31 Jan What Makes Content Viral?
From memes, videos, photos, and e-cards, viral content circulates the web at an astounding rate. And, it’s hard to say what’s going to become viral before it does. But, there’s a very fleeting increment of time between initial publication of content and viral sharing.
There’s a difference between content that is largely viewed and content that is largely shared. The former might very well be interesting and affect a great deal of individuals; however, the viral nature of the latter purports that content is so powerful that it must, then, be shared.
What makes content viral, then?
Of the many reasons that one might share viral content, that which projects happiness is at the forefront. While emotions of all kinds compel content sharing, happiness is seemingly the most viral determinant. When we see photos of puppies, babies, and those who’ve beat cancer, we are impacted emotionally in a positive respect. Further, we share these kinds of images because it feels good to pass on positive vibes. Bottom line, we share content that plays on all of our emotions. But, the most viral content possesses that of happiness tied to its message.

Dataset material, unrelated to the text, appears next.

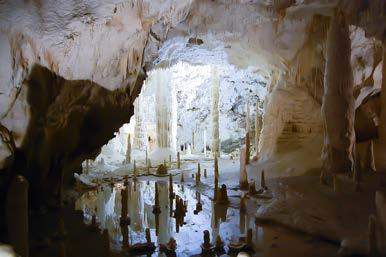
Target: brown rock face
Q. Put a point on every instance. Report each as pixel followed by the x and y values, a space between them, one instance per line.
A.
pixel 69 122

Excitement, Arousal, Anger
Think political campaigns, animal cruelty, and the like. While we certainly love a sweet puppy or baby photo, we’re equally connected to sharing content that acts on our social, moral, and political agendas. When a story provokes excitement, arousal, or anger toward something, we feel inclined to share this with our friends on our social feeds. Since this kind of agitation often acts on our physiological well-being, that further explains our inclination to share and create viral content.
Another interesting finding that causes viral content is the notion of social currency. When people feel like they’ve acquired a degree of intelligence about a social theme, they feel more motivated to share it. Think of this in regard to the concept of YOLO (acronym standing for You Only Live Once). This phrase became popular because of a song in pop culture, thereby becoming incorporated in various memes and e-cards donning the acronym. Initially, many people were unaware as to where and why the term YOLO was being shared so virally. The sharing became a form of social currency – insider signal – that communicated knowledge of a bigger theme.
Memories are powerful because they get triggered by random and unforeseen images. We feel compelled to share things that induce a sense of sentimentality and reflection on youth, specifically on social platforms. Here, where we are surrounded by friends and family from way back when, the viral nature of memory-triggered content is susceptible to being further shared and enjoyed. Think of BuzzFeed’s incredible list articles. Some of the more prevalently shared articles happen to look like, “Things That Only a 90’s Kid Would Remember.” When we’re brought back to some of the happy, funny, or sad times from the past, we crave the unity from those who might understand this as well. Thus, sharing ensues.
There are times when our culture or society demands content of practical value. One of the best examples was when Barack Obama was elected to presidency for the second term. His social media executor published a humanistic of Obama and the first lady embracing to capture the emotion behind the occurrence, making it the most tweeted photo ever. Another great example of this was when Hurricane Sandy hit the east coast. Aside from sharing helpful places to donate, what to offer, and various relief aids, our society then fell victim to the fuel crisis. Folks were frantically in need of fuel for their homes and cars, without any gas for miles. Once fuel deliveries were made, people tweeted in real-time and posted Facebook statuses about where the nearest fuel could be found.
High Quality Stories
In general, content that possesses a storyline will be well-received by the masses and, further, shared. However, stories that possess the highest quality value will become that much more viral on various platforms. We happen to love transformation stories. Weight loss photos and lists are highly shared when the emotional storyline is present. However, we might be more inclined to share a cancer survival story when it has to do with a child, wildly playing on our emotional stimuli as well.
Coming to terms with why and how content gets shared does not possess a monolithic, definitive answer. There happen to be many factors that compel us to share content, as you might have guessed. Take a look at the above factors and see which ones affect your decision to share. This might even help you in creating content for your marketing campaign.